Android hat unsere Autos in zwei verschiedenen Formaten eingegeben. Es erschien erstmals im Jahr 2012 in Clarions Mirage Autoradio . Es war mit einem 6,5-Zoll-Touchscreen ausgestattet, mit dem man Medien ansehen, Spiele spielen und die Audioeigenschaften steuern konnte. Es kam auch mit Angry Birds und Facebook vorinstalliert und hatte GPS und Bluetooth eingebaut. Mitte 2014 wurde Android Auto angekündigt, ein Betriebssystem, das sich auf Ihrem Smartphone befindet, aber dafür entwickelt wurde, an das Infotainment-System eines Autos angeschlossen zu werden. Der Ausgang zeigt an und kann über das Display des Autos gesteuert werden.

Auch im Jahr 2014, Android Wear, ein Betriebssystem nur für Wearables wurde vorgestellt. Wearables sind eines der wenigen tragbaren Geräte, in denen Android vor Apple auf den Markt kam. Wieder einmal führte Samsung die Ladung, diesmal mit der Veröffentlichung des Galaxy Gear. Bald folgten LG und Motorola mit ihren eigenen Android-basierten Uhren.

Android kam sogar in einige unerwartete Bereiche, wie Kühlschränke mit integrierten Touchscreen-Displays, die Essen bestellen oder Einkaufslisten erstellen können, und Waschmaschinen, die Warnmeldungen mit dem Status Ihrer Wäsche an Ihr Smartphone senden können.

Was Sie in einem Android-Auto-Stereo suchen

Viele neue Autos sind mit Android Auto bereits in ihre Audio-Systeme integriert, aber nicht alle von uns haben den Luxus, in der Lage zu sein, ein brand-spanking neues Fahrzeug zu fahren und zu kaufen, nur um die neueste Technologie zu haben. Zum Glück müssen wir nicht. Stattdessen können wir eine davon kaufen relativ erschwinglich Android Autoradios.

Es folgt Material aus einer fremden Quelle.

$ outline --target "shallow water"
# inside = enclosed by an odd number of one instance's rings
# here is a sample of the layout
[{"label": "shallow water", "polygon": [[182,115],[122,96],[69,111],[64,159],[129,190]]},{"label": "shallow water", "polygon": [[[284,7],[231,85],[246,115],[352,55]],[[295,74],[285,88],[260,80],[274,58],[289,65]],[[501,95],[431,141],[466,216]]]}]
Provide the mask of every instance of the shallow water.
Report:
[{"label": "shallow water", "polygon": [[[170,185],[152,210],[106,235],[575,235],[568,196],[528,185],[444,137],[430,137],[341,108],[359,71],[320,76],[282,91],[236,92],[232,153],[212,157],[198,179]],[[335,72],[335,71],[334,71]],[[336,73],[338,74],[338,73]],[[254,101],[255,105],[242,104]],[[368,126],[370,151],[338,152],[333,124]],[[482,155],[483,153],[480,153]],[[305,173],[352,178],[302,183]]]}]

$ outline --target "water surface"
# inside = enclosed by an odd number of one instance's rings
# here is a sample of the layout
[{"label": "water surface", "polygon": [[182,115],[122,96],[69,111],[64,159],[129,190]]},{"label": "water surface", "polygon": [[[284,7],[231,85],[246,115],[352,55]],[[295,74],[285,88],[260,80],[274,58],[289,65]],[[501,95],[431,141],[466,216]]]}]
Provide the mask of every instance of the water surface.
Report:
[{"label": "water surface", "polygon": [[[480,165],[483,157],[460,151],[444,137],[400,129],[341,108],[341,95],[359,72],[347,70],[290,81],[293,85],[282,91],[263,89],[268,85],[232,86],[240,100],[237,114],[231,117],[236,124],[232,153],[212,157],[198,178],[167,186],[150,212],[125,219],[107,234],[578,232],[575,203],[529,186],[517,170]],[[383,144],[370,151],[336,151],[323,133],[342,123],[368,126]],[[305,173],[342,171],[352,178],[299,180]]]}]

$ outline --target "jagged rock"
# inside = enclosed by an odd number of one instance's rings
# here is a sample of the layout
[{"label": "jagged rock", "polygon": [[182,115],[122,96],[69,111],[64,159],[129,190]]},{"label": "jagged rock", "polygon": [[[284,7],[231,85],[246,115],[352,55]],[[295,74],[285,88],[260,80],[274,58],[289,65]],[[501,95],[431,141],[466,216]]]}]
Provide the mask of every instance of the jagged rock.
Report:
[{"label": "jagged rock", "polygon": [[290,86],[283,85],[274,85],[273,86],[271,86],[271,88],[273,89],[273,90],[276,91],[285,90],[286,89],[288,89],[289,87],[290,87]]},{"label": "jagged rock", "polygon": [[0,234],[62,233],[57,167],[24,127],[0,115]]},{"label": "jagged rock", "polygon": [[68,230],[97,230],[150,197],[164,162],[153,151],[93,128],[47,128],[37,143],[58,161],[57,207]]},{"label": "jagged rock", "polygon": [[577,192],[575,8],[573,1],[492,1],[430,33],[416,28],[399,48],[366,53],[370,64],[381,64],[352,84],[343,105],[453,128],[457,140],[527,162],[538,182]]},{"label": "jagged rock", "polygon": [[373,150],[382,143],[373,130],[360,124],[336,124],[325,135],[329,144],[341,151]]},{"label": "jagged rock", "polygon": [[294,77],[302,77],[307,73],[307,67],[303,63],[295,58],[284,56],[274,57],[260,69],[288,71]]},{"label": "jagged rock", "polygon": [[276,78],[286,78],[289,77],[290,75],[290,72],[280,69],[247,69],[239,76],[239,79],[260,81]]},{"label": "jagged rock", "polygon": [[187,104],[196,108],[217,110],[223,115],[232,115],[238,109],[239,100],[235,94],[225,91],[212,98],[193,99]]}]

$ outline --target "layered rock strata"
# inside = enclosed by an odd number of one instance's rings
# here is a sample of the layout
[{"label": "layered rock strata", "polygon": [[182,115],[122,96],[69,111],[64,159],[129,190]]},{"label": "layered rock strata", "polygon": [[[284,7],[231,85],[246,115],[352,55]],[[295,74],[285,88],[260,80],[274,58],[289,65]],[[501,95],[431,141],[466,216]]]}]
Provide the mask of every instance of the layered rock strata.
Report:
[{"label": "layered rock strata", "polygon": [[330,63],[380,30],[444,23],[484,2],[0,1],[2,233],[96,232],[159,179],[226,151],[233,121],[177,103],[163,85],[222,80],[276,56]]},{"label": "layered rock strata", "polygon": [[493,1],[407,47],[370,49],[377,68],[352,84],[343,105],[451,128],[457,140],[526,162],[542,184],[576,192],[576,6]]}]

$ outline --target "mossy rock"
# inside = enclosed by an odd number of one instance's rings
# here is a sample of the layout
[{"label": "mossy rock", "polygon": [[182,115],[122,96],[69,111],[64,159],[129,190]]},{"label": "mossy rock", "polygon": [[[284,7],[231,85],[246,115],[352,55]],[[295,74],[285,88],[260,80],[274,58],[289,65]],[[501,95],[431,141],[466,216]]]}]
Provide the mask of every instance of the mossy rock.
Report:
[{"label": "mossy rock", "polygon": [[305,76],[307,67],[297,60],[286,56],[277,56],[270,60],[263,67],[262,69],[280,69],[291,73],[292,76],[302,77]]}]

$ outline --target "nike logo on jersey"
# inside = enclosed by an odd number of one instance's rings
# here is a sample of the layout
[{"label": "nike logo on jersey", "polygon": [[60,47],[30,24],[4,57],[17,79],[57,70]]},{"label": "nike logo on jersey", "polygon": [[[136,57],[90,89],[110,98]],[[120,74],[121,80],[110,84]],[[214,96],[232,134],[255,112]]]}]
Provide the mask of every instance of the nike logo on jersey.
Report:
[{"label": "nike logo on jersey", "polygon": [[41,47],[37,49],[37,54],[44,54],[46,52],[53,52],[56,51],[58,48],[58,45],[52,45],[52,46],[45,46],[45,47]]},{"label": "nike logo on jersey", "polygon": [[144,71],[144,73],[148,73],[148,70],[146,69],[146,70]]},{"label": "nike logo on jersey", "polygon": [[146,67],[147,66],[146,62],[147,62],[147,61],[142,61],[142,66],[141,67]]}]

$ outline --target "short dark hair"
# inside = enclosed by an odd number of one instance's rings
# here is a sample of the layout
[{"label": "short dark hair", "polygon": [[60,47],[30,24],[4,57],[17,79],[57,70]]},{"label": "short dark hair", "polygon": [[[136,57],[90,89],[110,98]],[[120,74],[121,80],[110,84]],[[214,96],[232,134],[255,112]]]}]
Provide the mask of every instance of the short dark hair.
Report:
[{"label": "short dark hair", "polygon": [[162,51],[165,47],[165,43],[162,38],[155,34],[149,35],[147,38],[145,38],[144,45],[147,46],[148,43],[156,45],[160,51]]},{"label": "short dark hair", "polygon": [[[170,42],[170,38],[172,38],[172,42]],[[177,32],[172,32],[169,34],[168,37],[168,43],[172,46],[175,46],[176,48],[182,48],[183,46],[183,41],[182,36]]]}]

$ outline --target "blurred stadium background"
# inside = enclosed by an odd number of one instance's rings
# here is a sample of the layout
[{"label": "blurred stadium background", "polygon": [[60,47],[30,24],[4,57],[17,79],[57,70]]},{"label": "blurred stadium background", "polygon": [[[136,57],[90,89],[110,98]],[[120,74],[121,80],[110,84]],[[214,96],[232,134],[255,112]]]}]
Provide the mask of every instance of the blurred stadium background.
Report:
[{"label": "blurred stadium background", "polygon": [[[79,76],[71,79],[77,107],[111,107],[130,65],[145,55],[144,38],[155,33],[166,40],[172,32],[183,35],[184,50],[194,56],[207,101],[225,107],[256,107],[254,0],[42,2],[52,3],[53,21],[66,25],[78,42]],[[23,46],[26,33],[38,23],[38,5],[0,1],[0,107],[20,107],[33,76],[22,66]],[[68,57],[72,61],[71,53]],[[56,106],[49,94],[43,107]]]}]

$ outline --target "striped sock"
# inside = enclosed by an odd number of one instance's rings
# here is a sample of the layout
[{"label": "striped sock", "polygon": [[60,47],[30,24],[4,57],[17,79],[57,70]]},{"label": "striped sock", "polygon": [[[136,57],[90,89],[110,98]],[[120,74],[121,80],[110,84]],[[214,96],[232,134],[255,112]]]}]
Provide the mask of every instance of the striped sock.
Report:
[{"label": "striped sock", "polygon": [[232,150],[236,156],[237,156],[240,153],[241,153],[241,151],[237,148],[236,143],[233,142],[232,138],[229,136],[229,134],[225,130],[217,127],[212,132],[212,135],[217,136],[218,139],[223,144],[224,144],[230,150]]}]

Es gibt viele Funktionen, die in fast jedem Modell Standard sind, wie ein Touchscreen und Bluetooth-Konnektivität, aber es gibt auch eine Reihe anderer Funktionen, die etwas mehr optional sind, was bedeutet, dass einige Modelle sie enthalten und andere nicht. Es ist wichtig, sich die Spezifikationen und Funktionen von Stereoanlagen anzusehen, um sicherzustellen, dass sie Ihren Anforderungen entsprechen.

Einer der am meisten integriert Aspekte einer Android-Auto-Stereoanlage ist der Bildschirm. So wird der Großteil Ihrer Interaktion mit dem Gerät stattfinden. Idealerweise sollte man nach einem Modell suchen, das einen Bildschirm im Bereich von 6 bis 7 Zoll hat. Alles kleinere kann schwierig zu sehen und zu kontrollieren sein. Je größer der Schriftzug auf dem Bildschirm ist, desto weniger Zeit müssen Sie darauf verwenden, um alles zu lesen, also wird es auch sicherer.

Diejenigen mit einer großen CD-Bibliothek sollten nach einer Stereoanlage mit eingebautem CD-Player Ausschau halten. Viele Modelle tatsächlich nicht Komm mit einem, also behalte das im Hinterkopf. Wenn Sie bereits eine Backup- oder Dash-Kamera haben oder hinzufügen möchten, ist es wichtig, ein Modell zu wählen, das Remote-Kamera-Unterstützung bietet.

Wenn Ihr Auto Steuerelemente am Lenkrad hat, möchten Sie ein Modell kaufen, das diese unterstützt. Sonst könnten Sie mit nutzlosen Knöpfen an Ihrem Rad stehen, die nichts mehr kontrollieren. Das gleiche gilt für diejenigen mit Kopfstützen-Monitoren. Wenn Sie Kopfstützenmonitore haben, überprüfen Sie, ob das Gerät, das Sie in Betracht ziehen, diese steuern kann.

Nur weil Sie ein iPhone haben, bedeutet das nicht, dass Sie kein Glück haben, wenn Sie ein Android-Auto-Stereoanlage möchten. Viele Modelle können sich mit iOS verbinden, obwohl die Funktionalität kann begrenzter sein als das, was Sie tun könnten, wenn Sie sie mit einem Android-Gerät gekoppelt haben. Weitere Merkmale, die beim Kauf berücksichtigt werden müssen, sind Konnektivitätsoptionen (USB- und AUX-Eingänge), ob integrierte GPS- und HD-Funkfunktionen vorhanden sind und welche Größe externe Speicherkarten unterstützen. Einige können auch verwendet werden, um einen WLAN-Hotspot in Ihrem Auto zu erstellen.